Bacitracine : agit sur le transporteur lipidique bactoprénol, utilisée uniquement en topique (néphrotoxique).
Vancomycine : glycopeptide qui se lie au précurseur D‑Ala‑D‑Ala du peptidoglycane ; active sur Gram positifs, notamment le SARM. Administrée par voie intraveineuse.
🧫 Groupe II : Perturbateurs des membranes
Les polymyxines (colistine, polymyxine B) agissent comme des détergents cationiques sur la membrane externe des Gram négatifs, provoquant une fuite des constituants cellulaires. Elles sont utilisées en dernier recours contre les entérobactéries productrices de carbapénémases.
🧬 Groupe III : Inhibiteurs de la synthèse protéique
Ces antibiotiques se fixent sur le ribosome bactérien (sous‑unité 30S ou 50S) :
- Aminoglycosides (gentamicine, kanamycine) : bactéricides, fixation sur 30S → erreurs de lecture de l’ARNm.
- Tétracyclines : bactériostatiques, bloquent l’entrée des aminoacyl‑ARNt sur le ribosome.
- Macrolides (érythromycine) : se lient à la sous‑unité 50S et inhibent la translocation.
- Chloramphénicol (usage limité) : inhibe la peptidyltransférase.
🧬 Groupe IV : Inhibiteurs des acides nucléiques
- Quinolones (ciprofloxacine, lévofloxacine) : inhibent l’ADN gyrase (topo II) et la topoisomérase IV, bloquant la réplication.
- Rifampicine : inhibe l’ARN polymérase ARN‑dépendante, utilisée contre Mycobacterium tuberculosis.
- Métronidazole : produit des radicaux toxiques après réduction par les anaérobies, endommageant l’ADN.

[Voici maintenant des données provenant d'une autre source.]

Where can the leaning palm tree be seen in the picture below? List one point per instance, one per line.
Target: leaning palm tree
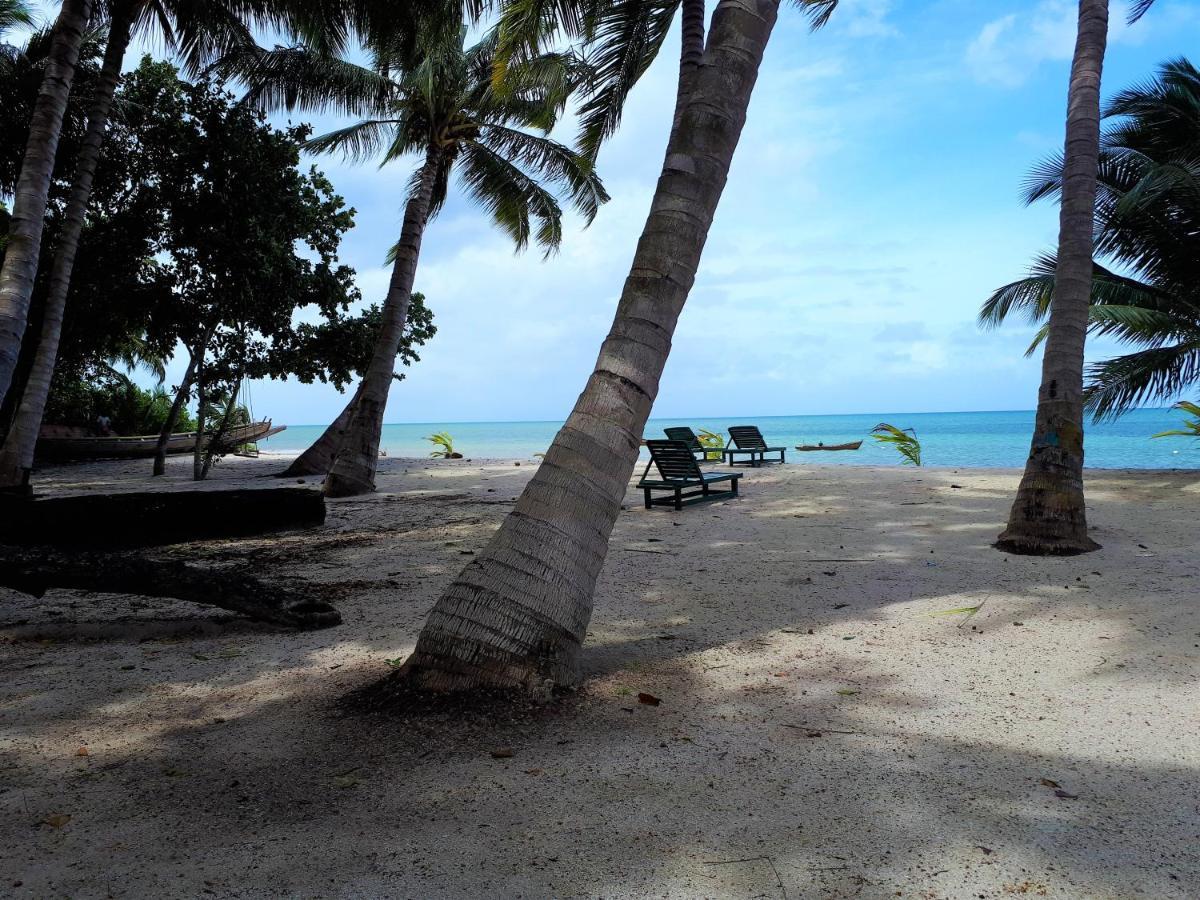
(15, 12)
(1048, 516)
(516, 616)
(1147, 223)
(33, 191)
(447, 108)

⚠️ Résistance aux antibiotiques : mécanismes et enjeux
Les mécanismes de résistance incluent :
- Inactivation enzymatique : β‑lactamases, estérases, aminoglycoside‑modifying enzymes.

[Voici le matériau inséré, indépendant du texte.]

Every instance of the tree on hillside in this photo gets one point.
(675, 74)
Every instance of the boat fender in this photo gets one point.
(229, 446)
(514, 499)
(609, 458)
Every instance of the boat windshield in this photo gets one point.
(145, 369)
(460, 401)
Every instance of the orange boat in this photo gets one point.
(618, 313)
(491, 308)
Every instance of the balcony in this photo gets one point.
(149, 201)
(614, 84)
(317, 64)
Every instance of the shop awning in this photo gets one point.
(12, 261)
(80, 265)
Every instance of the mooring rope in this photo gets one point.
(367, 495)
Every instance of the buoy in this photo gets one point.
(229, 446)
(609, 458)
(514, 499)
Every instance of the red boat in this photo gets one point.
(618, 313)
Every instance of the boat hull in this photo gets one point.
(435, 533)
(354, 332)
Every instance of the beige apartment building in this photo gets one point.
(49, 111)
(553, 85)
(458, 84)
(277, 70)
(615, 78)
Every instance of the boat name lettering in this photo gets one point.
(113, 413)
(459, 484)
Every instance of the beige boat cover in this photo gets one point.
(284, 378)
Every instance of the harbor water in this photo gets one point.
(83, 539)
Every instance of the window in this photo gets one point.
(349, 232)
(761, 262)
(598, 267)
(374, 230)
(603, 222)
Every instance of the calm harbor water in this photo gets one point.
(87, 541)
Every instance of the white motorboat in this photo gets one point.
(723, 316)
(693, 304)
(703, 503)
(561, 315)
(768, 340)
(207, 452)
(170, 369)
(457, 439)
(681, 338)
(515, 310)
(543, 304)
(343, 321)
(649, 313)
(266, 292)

- Modification de la cible : mutation des PLP (SARM), méthylation de l’ARNr 23S (résistance aux macrolides).
- Réduction de la perméabilité : modification des porines (entérobactéries).
- Pompes d’efflux : expulsent l’antibiotique hors de la cellule.
Exemples de bactéries multi‑résistantes : SARM, entérobactéries productrices de BLSE, entérocoques résistants à la vancomycine (ERV), Mycobacterium tuberculosis résistant.